Witnesses stunned by sheer force of explosion
“It knocked me down, it knocked me back. It was like the whole road just picked up,” said resident Cheryl Marich, whose home was destroyed and whose husband was fighting the blaze.
Another witness, Bill Bohannan, told the Waco Tribune-Herald: “It knocked us into the car. . . Every house within about four blocks is blown apart.”
In the hours after the blast, residents wandered the dark, windy streets searching for shelter. Among them was Julie Zahirniako, who said she and her son, Anthony, had been at a school playground near the plant when the explosion hit.
The explosion threw her son four feet in the air, breaking his ribs. She said she saw people running from the nursing home, and the roof of the school lifted into the sky.
“Hit the ground, hit the ground,” Zahirniako heard a neighbour yell.
“The fire was so high,” she said. “It was just as loud as it could be. The ground and everything was shaking.”
William Burch and his wife, a retired Air Force nurse, entered the damaged nursing home before first-responders arrived. They split up, searched separate wings and found residents in wheelchairs trapped in their rooms. The halls were dark, and the ceilings had collapsed. Water filled the hallways. Electrical wires hung eerily from the ceilings.
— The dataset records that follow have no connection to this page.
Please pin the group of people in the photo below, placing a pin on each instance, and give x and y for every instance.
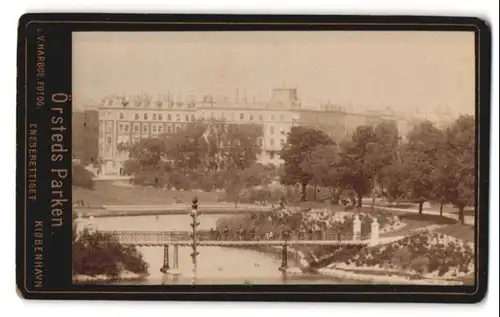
(252, 235)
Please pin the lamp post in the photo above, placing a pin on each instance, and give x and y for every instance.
(194, 225)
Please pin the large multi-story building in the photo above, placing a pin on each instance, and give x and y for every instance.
(124, 120)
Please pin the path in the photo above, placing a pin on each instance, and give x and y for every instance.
(469, 220)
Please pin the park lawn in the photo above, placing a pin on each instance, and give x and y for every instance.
(105, 193)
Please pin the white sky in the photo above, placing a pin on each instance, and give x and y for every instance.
(402, 70)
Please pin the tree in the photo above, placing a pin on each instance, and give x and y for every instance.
(383, 153)
(301, 142)
(322, 164)
(81, 177)
(356, 164)
(420, 156)
(100, 254)
(461, 163)
(391, 180)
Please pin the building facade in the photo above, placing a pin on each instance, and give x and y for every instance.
(124, 120)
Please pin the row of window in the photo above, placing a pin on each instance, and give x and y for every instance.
(159, 117)
(187, 118)
(145, 128)
(136, 138)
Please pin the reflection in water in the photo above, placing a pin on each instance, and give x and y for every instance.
(216, 265)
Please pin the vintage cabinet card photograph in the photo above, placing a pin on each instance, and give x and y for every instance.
(218, 157)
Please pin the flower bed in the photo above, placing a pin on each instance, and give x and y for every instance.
(300, 222)
(427, 254)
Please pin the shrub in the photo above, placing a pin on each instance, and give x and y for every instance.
(420, 264)
(402, 258)
(81, 177)
(99, 254)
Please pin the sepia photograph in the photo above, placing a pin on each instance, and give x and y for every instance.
(274, 157)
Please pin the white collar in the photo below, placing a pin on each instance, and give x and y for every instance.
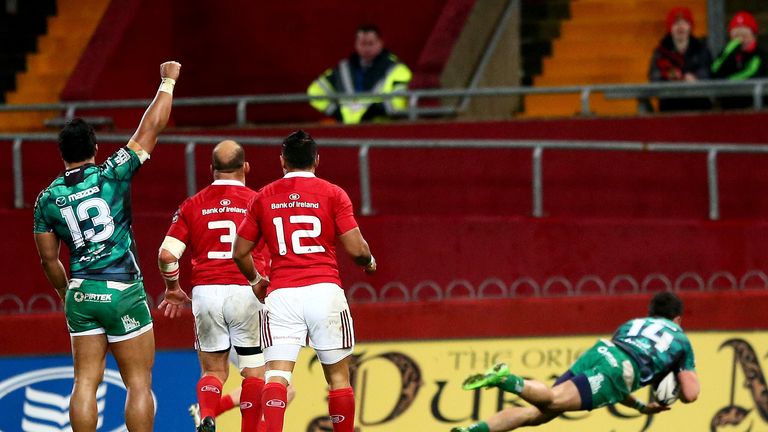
(299, 174)
(227, 182)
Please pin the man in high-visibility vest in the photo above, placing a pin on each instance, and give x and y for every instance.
(370, 69)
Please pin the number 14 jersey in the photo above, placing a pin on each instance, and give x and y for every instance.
(299, 218)
(657, 345)
(207, 223)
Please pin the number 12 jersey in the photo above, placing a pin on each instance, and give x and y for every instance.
(299, 218)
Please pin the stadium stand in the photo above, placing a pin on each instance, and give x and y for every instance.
(21, 25)
(604, 42)
(596, 203)
(56, 53)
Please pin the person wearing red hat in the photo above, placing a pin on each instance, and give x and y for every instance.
(741, 58)
(680, 57)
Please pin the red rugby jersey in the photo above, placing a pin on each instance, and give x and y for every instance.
(299, 218)
(207, 223)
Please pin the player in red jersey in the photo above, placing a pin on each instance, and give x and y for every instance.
(225, 308)
(300, 217)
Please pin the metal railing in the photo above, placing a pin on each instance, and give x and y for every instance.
(364, 145)
(490, 288)
(755, 88)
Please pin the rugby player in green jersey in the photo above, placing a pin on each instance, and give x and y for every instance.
(87, 207)
(641, 352)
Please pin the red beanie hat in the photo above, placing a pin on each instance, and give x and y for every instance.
(745, 19)
(677, 14)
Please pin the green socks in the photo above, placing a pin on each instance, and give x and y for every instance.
(512, 383)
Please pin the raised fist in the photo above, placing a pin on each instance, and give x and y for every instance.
(170, 70)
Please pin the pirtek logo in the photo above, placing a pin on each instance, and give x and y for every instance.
(276, 403)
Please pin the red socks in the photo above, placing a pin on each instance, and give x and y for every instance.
(341, 407)
(208, 395)
(250, 403)
(273, 400)
(225, 404)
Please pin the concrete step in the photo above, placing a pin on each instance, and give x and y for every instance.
(569, 105)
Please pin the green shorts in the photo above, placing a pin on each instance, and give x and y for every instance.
(610, 375)
(118, 309)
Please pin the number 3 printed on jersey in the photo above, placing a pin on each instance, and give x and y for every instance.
(228, 238)
(298, 234)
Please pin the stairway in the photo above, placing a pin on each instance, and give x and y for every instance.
(48, 69)
(605, 42)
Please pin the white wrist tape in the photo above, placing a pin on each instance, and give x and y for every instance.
(278, 373)
(169, 271)
(255, 280)
(166, 85)
(173, 245)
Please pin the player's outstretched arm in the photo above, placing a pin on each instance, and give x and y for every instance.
(48, 249)
(689, 386)
(358, 249)
(642, 407)
(159, 111)
(175, 297)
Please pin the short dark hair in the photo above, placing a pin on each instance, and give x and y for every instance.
(234, 162)
(368, 28)
(665, 305)
(299, 150)
(77, 141)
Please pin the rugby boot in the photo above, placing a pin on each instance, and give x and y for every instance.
(208, 424)
(491, 378)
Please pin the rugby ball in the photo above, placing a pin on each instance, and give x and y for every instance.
(667, 390)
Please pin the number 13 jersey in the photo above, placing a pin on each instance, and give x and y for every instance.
(299, 218)
(207, 223)
(89, 209)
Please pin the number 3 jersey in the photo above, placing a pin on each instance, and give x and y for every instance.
(207, 224)
(89, 209)
(299, 218)
(657, 345)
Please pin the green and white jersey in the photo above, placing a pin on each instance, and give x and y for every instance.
(657, 345)
(89, 209)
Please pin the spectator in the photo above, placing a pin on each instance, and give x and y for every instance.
(680, 57)
(741, 59)
(371, 68)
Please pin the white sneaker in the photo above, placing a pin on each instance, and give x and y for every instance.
(194, 411)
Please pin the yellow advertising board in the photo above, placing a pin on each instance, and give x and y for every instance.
(416, 386)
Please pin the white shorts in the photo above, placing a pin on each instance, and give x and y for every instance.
(318, 311)
(225, 315)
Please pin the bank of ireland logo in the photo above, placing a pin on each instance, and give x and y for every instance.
(39, 401)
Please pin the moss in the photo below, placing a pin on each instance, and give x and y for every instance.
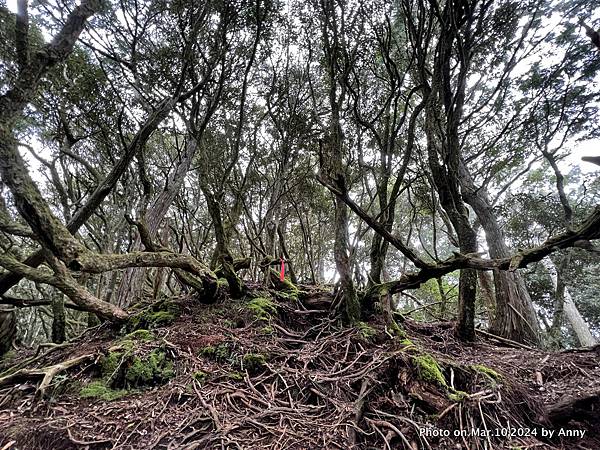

“They had Sheetrock that was on top of them. You had to remove that,” Burch said. It was “completely chaotic.”
Erick Perez was playing basketball at a nearby school when the fire started. He and his friends thought nothing of it at first, but about a half-hour later, the smoke changed colour. The blast threw him, his nephew and others to the ground and showered the area with hot embers, shrapnel and debris. “The explosion was like nothing I’ve ever seen before. This town is hurt really bad.”
Witness Kevin Smith said he had just climbed the stairs to the second floor of his home when he felt the blast.
“The house exploded. It was just a bright flash and a roar, I thought it was lightning striking the house,” Smith said.
“I felt myself flying through the air about 10 feet, and it took a second or two to realise that the roof had caved in on me so I knew it wasn’t lightning.”
Jason Shelton, 33, a father of two who lives less than a mile from the plant, said he heard fire trucks heading toward the facility five minutes before the explosion and felt the blast as he stood on his front porch.